The above explanation should go some way to explaining OEChem's decision to attach biopolymer information to each atom, rather than have container classes for residues and chains (and presumably connected components, NMR models, etc...). The OEResidue class is therefore an additional set of fields that may be associated with an atom. It does not denote or prescribe an amino or nucleic acid but instead stores atom-specific data such as atom serial number, b-factor and occupancy, in addition to residue information, chain information, fragment information, NMR model information, etc...

The residue information associated with an atom can be set with the OEAtomSetResidue function, and is retrieved with the OEAtomGetResidue function. The PDB and Macromodel file format readers parse this information from the input file format. Additionally, OEChem allows residue information to be perceived directly from the connection table using the OEPerceiveResidues function.

For many algorithms processing biomolecules, it is convenient to maintain the atoms of the OEMolBase in sorted order to group atoms in the same residue next to one another, and residues in the same chain sequentially. This can be done conveniently in OEChem using the OEPDBOrderAtoms function. Note, that OEPercieveResidues calls OEPDBOrderAtoms automatically.
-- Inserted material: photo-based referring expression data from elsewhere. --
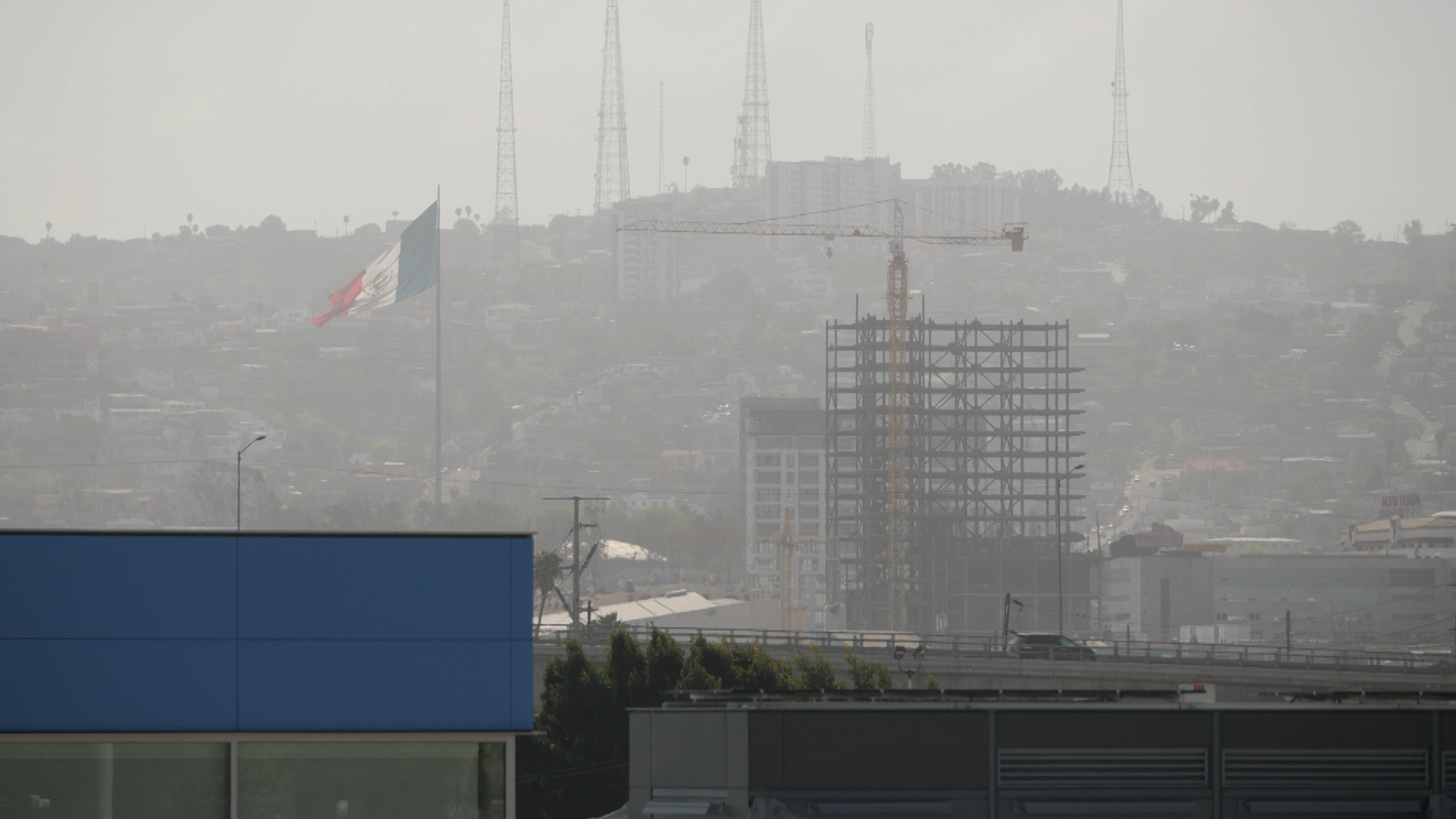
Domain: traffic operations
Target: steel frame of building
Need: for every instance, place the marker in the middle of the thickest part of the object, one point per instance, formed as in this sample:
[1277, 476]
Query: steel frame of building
[989, 433]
A common idiom is therefore the following code snippet:

def MyPrepareProtein(mol):
    if OEHasResidues(mol):
        OEPDBOrderAtoms(mol)
    else:
        OEPerceiveResidues(mol)

As a teaching example, the following code demonstrates one way of reporting the number of different chains in an OEMolBase.

def MyCountChains(mol):
    result = 0
    first = True
    prev = None
    for atom in mol.GetAtoms():
        res = OEAtomGetResidue(atom)
        chain = res.GetChainID()
        if first or chain != prev:
            result += 1
        first = False
        prev = chain
    return result

A slightly improved version would be to use OEChem's OESameChain function.

def MyCountChains2(mol):
    result = 0
    prev = None
    for atom in mol.GetAtoms():
        res = OEAtomGetResidue(atom)
        if prev and OESameChain(res,prev):
            continue
        prev = res
        result += 1
    return result

Clearly, a MyCountResidues function would look almost identical but use the OESameResidue function instead of OESameChain. The slightly more complicated example below, reports the number of residues in each chain.
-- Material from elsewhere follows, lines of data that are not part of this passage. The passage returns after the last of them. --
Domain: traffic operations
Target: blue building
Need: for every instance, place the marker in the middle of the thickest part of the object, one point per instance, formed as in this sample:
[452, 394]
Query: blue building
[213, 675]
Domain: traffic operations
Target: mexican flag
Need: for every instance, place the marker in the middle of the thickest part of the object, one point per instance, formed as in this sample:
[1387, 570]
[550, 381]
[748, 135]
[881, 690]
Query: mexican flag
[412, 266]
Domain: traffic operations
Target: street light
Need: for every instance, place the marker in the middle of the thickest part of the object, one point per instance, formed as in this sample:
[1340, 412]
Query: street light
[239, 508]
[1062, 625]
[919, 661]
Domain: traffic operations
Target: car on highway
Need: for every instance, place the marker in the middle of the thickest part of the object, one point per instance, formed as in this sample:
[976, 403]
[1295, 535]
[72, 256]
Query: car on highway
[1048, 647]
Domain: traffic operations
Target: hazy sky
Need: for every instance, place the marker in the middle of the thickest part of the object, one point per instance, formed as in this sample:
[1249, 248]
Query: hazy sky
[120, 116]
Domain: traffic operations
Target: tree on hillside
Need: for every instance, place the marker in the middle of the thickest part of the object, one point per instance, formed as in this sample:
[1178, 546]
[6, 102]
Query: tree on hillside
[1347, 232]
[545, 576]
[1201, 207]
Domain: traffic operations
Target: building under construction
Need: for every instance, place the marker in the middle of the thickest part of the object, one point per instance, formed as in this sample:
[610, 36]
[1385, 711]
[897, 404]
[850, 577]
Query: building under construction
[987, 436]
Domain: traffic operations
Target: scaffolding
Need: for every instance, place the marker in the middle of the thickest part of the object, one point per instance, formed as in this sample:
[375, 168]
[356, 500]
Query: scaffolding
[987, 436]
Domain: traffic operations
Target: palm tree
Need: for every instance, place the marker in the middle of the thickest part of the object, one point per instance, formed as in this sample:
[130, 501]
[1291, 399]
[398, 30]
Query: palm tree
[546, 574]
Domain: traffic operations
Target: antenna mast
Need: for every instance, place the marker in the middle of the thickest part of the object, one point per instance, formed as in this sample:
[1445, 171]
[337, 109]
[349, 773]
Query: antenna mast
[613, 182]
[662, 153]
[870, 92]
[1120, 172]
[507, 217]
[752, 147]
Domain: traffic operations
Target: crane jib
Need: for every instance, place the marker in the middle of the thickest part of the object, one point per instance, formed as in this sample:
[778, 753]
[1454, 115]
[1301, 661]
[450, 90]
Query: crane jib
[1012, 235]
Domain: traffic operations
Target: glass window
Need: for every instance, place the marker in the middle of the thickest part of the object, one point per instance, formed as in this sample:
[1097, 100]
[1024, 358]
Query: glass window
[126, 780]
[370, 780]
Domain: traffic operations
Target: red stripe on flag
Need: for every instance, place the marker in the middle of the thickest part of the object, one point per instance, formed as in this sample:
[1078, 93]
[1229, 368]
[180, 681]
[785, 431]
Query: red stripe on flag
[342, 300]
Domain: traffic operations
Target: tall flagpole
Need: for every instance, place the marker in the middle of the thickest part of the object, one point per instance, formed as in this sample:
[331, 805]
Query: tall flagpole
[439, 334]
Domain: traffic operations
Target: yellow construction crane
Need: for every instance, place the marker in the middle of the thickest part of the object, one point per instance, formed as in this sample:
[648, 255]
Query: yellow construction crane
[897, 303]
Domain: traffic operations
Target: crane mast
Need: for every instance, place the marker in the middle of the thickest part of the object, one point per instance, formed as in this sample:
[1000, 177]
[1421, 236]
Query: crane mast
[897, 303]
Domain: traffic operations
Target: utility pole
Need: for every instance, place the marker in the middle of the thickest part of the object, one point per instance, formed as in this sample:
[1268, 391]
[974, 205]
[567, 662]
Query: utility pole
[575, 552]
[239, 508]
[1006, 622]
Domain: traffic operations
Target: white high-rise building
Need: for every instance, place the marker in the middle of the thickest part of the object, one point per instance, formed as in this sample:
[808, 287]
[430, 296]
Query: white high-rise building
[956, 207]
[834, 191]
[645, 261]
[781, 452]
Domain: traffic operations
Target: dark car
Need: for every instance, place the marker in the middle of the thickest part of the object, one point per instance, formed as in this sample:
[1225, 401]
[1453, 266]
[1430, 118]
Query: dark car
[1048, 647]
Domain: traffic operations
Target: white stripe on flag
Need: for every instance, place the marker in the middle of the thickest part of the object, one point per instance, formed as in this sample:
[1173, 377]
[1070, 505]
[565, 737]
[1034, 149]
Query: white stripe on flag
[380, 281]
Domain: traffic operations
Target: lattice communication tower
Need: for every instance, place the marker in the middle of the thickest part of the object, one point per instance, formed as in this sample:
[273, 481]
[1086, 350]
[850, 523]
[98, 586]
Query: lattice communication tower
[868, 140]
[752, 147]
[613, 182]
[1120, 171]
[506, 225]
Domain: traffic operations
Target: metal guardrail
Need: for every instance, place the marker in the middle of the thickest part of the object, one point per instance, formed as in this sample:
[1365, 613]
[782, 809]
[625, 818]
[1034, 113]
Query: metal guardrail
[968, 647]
def MyReportResidues1(mol):
    prevchain = None
    for chain in mol.GetAtoms():
        chainres = OEAtomGetResidue(chain)
        if not prevchain or not OESameChain(chainres, prevchain):
            prevres = None
            count = 0
            for residue in mol.GetAtoms():
                resres = OEAtomGetResidue(residue)
                if OESameChain(resres, chainres):
                    if not prevres or not OESameChain(resres,prevres):
                        prevres = resres
                        count += 1
            print count,"residues in chain",chainres.GetChainID()
            prevchain = chainres

Whilst the above example contains the doubly nested loops that some structural biologists like to see, the same output can be generated even more efficiently by:

def MyReportResidues2(mol):
    count = 0
    residue = None
    chain = None

    for atom in mol.GetAtoms():
        res = OEAtomGetResidue(atom)
        if not chain:
            chain = res
        elif not OESameChain(res,chain):
            print count,"residues in chain",chain.GetChainID()
            count = 0

        if not residue or not OESameResidue(res, residue):
            residue = res
            count += 1

    if count>0:
        print count,"residues in chain",chain.GetChainID()

Of course, just because OEChem uses an extremely advanced representation of biopolymers, there's absolutely nothing to prevent a user slurping this information into a FORTRAN common block or whichever representation best suits their way of thinking about the problem.